Zonder een goede diagnose kan men allerlei nutteloze maatregelen verzinnen die het bereiken van welk resultaat dan ook verhindert. Persoonlijk denk ik dat geen van deelnemers en uitvoerders van al die plannen ook maar enig idee heeft van het proces dat wereldwijd gaande is dat leidt tot het verdwijnen van allerlei soorten. Bijna unaniem schrijft men dit toe aan habitatverlies, en eventueel aan klimaatverandering. Een deel van die diagnose heb ik aan diverse bij de plannen betrokken partijen laten weten. En hier bleek weer eens te meer dat men daarin helemaal niet geïnteresseerd is. Dat is zeer kenmerkend voor de wereld van wetenschappers, onderzoekers, beleidsmakers: het niet willen weten.

Ecologen

En dat is dan weer het gevolg van het feit dat het voornamelijk ‘ecologen’ zijn die zich met deze kwestie bezig houden en in ‘werkgroepen’ een zekere ‘consensus’ hebben bereikt.

Ecologen hebben op zich goede bedoelingen, maar ze weten een heleboel niet. Al tientallen jaren is binnen dit vakgebied de habitat-benadering dominant, oftewel ze geloven dat een goede plek voor dier en plant als enige van belang is. Verder houden zij zich uitsluitend bezig met wat ‘zichtbaar’ is en hebben daarom geen enkele notie van de onderliggende chemische, biochemische en microbiële processen. Zorgen voor ‘meer bloemetjes’ in allerlei vormen is zo’n voorbeeld van wat zichtbaar is en totaal niet helpt om bijvoorbeeld voor meer bijen c.q. wilde bijen te zorgen.

Vanuit de gevestigde instituties zoals WUR, NIOO en Naturalis valt derhalve niets te verwachten. In dit verband is het te gek voor woorden als men ziet dat men daar bijen en wilde bijen op één hoop gooit.

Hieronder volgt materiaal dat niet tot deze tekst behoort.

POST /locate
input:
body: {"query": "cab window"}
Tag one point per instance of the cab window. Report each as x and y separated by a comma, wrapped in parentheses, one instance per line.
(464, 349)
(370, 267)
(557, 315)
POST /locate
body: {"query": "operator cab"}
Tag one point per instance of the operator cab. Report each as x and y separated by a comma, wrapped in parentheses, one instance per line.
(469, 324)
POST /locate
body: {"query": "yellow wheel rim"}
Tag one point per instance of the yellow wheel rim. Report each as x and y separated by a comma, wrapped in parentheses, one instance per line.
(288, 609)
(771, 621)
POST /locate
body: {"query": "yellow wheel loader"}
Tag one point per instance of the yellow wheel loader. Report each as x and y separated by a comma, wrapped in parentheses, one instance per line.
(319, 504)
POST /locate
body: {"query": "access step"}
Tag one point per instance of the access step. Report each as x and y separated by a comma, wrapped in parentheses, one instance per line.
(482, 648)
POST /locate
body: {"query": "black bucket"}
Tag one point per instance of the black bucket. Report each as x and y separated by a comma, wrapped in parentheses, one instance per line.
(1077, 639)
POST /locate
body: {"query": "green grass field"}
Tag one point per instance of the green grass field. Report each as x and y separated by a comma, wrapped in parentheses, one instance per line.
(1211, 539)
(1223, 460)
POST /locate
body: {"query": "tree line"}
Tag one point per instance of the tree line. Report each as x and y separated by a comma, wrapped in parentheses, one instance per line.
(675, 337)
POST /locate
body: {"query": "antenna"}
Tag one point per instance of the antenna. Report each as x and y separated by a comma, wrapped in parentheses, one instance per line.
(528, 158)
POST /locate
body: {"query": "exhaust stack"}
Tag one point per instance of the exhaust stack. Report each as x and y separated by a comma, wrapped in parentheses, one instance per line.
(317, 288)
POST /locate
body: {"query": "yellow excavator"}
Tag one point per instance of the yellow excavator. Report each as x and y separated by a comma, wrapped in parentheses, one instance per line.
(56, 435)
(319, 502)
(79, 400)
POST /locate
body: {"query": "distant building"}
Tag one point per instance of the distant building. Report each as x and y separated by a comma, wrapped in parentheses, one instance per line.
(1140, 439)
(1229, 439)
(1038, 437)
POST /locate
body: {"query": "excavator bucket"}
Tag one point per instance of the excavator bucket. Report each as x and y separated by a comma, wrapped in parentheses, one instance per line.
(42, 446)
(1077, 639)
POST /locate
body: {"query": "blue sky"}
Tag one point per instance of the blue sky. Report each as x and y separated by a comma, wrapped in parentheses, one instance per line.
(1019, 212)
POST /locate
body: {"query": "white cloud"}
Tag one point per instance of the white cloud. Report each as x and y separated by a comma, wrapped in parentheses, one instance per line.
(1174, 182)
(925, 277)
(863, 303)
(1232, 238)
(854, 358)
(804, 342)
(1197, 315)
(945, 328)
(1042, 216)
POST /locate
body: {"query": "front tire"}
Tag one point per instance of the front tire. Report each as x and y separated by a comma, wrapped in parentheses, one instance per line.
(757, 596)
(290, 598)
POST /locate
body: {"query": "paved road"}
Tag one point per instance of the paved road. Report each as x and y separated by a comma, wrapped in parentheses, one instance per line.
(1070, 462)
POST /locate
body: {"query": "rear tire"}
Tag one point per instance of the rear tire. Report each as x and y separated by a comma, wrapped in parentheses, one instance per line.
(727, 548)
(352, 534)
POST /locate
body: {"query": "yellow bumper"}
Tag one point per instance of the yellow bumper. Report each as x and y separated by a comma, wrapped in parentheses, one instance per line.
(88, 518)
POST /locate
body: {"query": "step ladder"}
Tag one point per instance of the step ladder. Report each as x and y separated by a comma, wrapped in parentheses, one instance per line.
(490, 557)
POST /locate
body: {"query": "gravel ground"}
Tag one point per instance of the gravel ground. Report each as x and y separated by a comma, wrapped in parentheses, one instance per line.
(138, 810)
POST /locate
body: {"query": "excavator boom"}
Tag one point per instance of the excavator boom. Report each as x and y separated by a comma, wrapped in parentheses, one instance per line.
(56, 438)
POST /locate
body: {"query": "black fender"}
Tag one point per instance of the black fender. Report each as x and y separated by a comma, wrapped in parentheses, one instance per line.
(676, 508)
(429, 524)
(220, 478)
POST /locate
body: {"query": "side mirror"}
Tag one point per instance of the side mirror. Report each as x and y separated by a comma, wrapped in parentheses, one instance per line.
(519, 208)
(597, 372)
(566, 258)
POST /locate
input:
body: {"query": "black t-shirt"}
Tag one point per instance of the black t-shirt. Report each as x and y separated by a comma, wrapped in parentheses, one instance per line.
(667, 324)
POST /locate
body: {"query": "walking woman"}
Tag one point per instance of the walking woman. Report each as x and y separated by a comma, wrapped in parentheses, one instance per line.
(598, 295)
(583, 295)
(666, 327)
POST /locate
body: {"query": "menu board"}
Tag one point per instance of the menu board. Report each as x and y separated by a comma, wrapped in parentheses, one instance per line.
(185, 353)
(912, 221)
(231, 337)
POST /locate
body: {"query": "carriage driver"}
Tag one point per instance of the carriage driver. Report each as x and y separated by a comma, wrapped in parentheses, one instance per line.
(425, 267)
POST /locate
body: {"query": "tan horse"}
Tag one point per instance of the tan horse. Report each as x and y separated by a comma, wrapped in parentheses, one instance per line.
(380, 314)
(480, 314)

Behalve dat ze tot de zelfde familie Apoidea van het genus Hymenoptera behoren en belangrijk voor de bestuiving zijn, is er verder geen enkel punt van gemeenschappelijkheid.

Mijn eigen onderzoek

Zelf heb ik door intensief onderzoek – ook uit niet-wetenschappelijke bronnen - , waarnemingen en het uitvoeren van experimenten wel een duidelijk beeld gekregen waardoor de gesignaleerde problemen worden veroorzaakt. Deze diagnose bestaat ook uit een nauwkeurige beschrijving van het proces dat daaraan ten grondslag ligt. Daaruit volgt ook welk type maatregelen genomen moeten worden, en dat zijn andere maatregelen dan die voortdurend opborrelen uit de hoofden van de personen in de ambtenarij, die gevoed worden met ‘resultaten’ uit slecht onderzoek.